Muhatabı olmadığım bu suçlamalara karşı ne söyleyebilirdim?

Birçoğunu tanıdığım, çizgilerine bayıldığım, bazılarıyla komşuluk yaptığım “arkadaşların” incinmesini istemediğim için de, söylenenleri sineye çektim.

Sivas’ı yakan “karanlık el”e en şedit tepkiyi kimin gösterdiğini merak etselerdi, 1993 arşivlerini karıştırırlardı. Ya da “hukukumuz” çerçevesinde sorarlardı: “1993’ün ufunetinde ne yazdın?” 

 

Ben de durumumu ibraz ederdim.

Hele, iş gecekondu meselesine gelince, sapır sapır dökülürlerdi.

Kendileri “gecekondu gerçeğini”, ezkaza Beyoğlu’na ve İstiklal Caddesi’ne düşmüş “gecekondulu”dan tanıyorlardı... Zontalar, magandalar, Kozzi’ler buradan türemiştir...

Ben gecekondudan geliyorum.

Bir tarafımla hâlâ gecekonduluyum ve Ahmet Altan gibiler tarafından belki de bu yüzden operaya yakıştırılamıyorum.

Leman dergisinin, oysa, bazı şeyleri ötekine yakıştıramayan bu dille, bu seçkinci tavırla niza halinde olması ve ödeşmesi gerekirdi. Yani, “çirkin bir alaycılığı temellük etmiş” Ahmet Altan’ın değil, alaya konu edilen sınıfların yanında durması gerekirdi.

Bir şey daha:

Leman’ın “malum” kapağıyla ilgili olarak Salih Tuna, geçen hafta şunları yazdı: “Derginin genel yayın yönetmeni Tuncay Akgün’ü aradım. Yaklaşımımı ve durduğum yeri hülasa edince hayıflandı; ‘yanlış oldu’ falan dedi. Ben de o kadar mühim olmadığını, herkesin sustuğu bir dönemde ‘Filistin Özel Sayısı’ çıkarabilecek kadar onurlu bir tavır ortaya koyan Leman’ın bendeki kredisinin tükenmeyeceğini söyledim. Görüşmek üzere ayrıldık.”

Benim açımdan da böyle olduğunu belirtmeye gerek var mı?

Ben sadece Filistin’den değil, bir “hatır”dan da bakıyorum.

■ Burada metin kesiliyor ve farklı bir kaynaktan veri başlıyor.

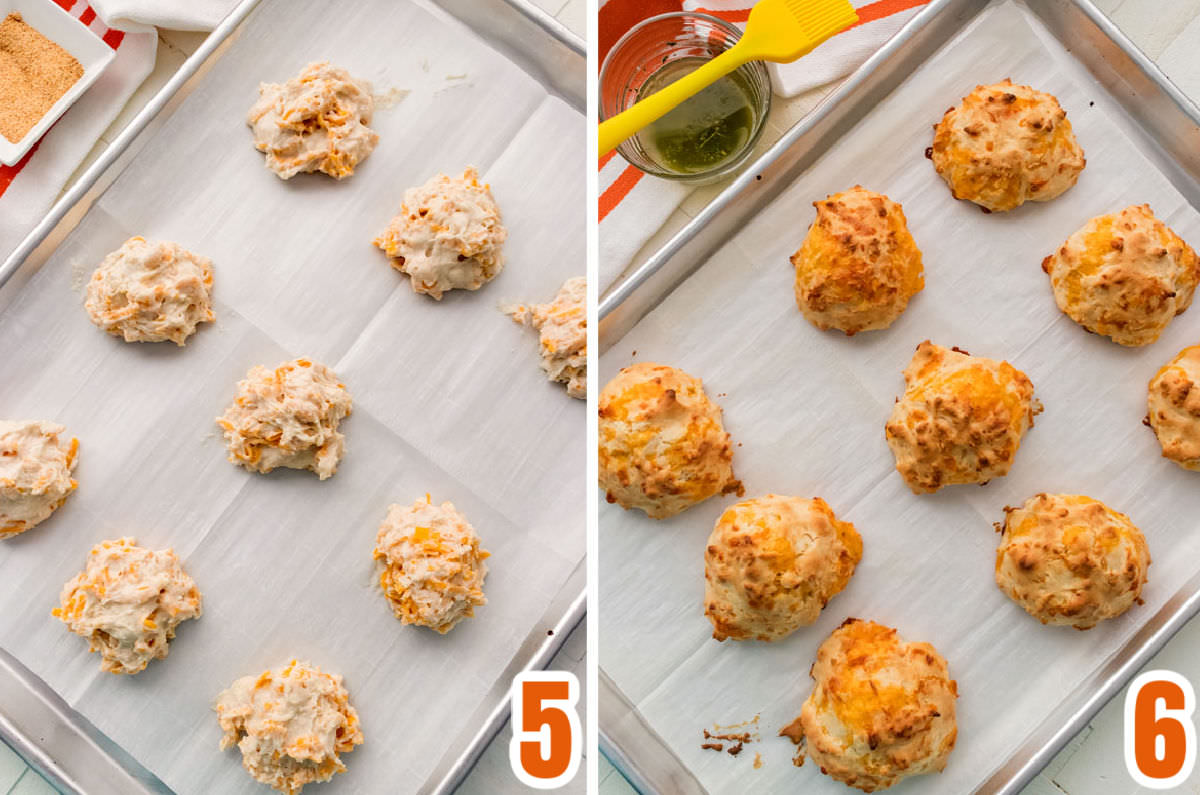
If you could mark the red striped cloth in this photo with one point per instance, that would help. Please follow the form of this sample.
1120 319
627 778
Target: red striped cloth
30 187
83 12
634 207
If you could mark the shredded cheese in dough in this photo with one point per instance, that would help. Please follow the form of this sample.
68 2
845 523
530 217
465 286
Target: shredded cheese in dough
36 461
563 327
447 235
288 417
127 603
431 565
317 121
291 723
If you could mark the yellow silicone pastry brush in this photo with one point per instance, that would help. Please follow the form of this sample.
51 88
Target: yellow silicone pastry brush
778 30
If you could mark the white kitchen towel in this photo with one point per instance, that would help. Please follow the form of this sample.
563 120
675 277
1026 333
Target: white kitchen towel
633 205
30 187
172 15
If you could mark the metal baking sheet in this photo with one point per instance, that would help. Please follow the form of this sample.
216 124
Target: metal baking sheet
1137 108
516 51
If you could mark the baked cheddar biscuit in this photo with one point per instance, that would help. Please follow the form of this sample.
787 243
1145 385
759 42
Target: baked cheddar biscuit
1123 275
1175 408
150 292
127 603
663 446
881 709
960 419
431 566
36 461
447 235
858 266
563 334
291 723
317 121
287 417
772 563
1005 145
1071 560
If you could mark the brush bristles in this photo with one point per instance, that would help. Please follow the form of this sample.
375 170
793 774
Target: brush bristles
822 18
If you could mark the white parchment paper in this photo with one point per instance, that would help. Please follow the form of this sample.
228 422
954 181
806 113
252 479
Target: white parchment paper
448 400
807 410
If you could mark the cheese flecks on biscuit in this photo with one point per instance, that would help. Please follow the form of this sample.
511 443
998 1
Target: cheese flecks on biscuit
127 603
1174 408
1071 560
563 334
36 461
317 121
663 444
960 419
858 266
292 724
287 417
150 291
1005 145
773 563
1123 275
881 709
431 565
447 235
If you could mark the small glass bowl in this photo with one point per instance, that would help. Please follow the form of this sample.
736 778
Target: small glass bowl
655 42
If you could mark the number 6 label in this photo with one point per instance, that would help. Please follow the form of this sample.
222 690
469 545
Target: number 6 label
546 737
1159 736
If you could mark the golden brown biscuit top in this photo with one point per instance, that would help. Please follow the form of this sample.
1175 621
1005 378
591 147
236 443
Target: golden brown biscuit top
881 709
858 266
960 419
1007 144
1123 275
663 446
1071 560
773 562
1175 408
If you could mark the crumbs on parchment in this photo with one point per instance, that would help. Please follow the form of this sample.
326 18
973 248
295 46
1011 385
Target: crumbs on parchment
733 737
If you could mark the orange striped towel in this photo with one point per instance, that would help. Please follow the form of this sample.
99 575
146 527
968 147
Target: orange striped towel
30 187
634 207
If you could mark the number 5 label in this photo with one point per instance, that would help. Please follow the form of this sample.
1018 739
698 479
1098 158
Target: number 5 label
547 740
1159 736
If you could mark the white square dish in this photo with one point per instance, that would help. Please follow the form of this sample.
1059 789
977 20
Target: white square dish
93 53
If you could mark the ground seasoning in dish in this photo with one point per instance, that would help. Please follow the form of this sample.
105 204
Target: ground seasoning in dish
34 73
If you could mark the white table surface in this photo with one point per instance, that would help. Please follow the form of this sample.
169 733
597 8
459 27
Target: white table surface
1092 764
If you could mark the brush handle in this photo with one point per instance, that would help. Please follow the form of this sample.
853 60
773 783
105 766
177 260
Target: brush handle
648 111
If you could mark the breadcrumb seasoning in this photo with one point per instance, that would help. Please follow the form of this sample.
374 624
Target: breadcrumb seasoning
34 73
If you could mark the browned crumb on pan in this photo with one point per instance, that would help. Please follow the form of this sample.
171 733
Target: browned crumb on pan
34 73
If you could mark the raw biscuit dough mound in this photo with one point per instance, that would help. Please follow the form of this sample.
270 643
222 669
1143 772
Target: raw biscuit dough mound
447 235
858 266
151 291
127 603
881 709
663 446
563 327
1123 275
1175 408
1005 145
772 563
431 565
1071 560
317 121
291 723
36 461
960 419
288 417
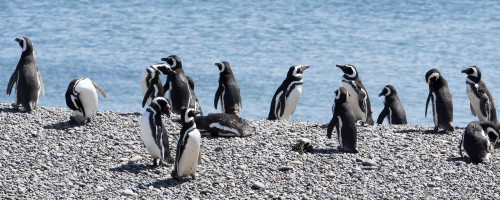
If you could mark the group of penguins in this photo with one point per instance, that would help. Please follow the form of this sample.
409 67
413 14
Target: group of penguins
351 104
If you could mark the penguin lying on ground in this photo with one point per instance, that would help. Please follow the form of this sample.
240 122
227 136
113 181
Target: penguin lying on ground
27 78
81 97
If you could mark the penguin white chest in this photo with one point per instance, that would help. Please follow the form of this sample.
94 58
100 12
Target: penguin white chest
188 161
147 136
291 102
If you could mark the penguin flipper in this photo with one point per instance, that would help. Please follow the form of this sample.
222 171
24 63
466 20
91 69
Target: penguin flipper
12 80
99 89
383 115
427 103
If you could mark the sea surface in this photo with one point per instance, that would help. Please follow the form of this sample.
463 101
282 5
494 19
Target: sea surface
390 42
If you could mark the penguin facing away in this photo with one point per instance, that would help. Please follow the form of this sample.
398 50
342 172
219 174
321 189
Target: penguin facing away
228 91
224 125
481 101
153 132
358 99
478 141
178 88
393 110
27 78
287 95
188 154
442 104
344 121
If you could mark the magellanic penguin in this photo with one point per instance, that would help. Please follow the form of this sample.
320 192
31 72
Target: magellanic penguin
153 132
286 97
81 97
188 154
344 121
155 88
358 99
442 104
178 88
478 141
481 101
27 78
224 125
393 110
228 91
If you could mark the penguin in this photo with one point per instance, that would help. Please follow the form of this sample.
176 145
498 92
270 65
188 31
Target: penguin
393 110
442 104
149 74
481 101
286 97
358 99
478 140
178 87
344 121
153 132
188 154
27 78
155 90
228 91
224 125
81 97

Nihat Genç’in coşkulu, öfkeli, her an patlamaya hazır celil öğretmen tavrı; Tuncay Akgün’ün sessiz, mesafeli ama aynı oranda “dayanışmacı ve özverili” arkadaşlığı; Mehmet Çağçağ’ın sadece sempatiyle bakabileceğiniz sinik alaycılığı; sivil Cumhurbaşkanı adayımız Lütfü Oflaz’ın “müşfik ağabeyliği”; içilen çay- lar ve sigaralar, edilen muhabbetler oluşturuyor bu hatırı...

Farklı barikatlara savrulsak da, bu durum değişmez ve Leman’ın kredisi tükenmez.

HAMİŞ:

Önce başlığı attım, sonra yazıyı yazmaya koyuldum. “Arada sırada boş konuşma hakkımızın da olabileceğini, olması gerektiğini” yazacaktım. Olmadı. Böyle kalsın.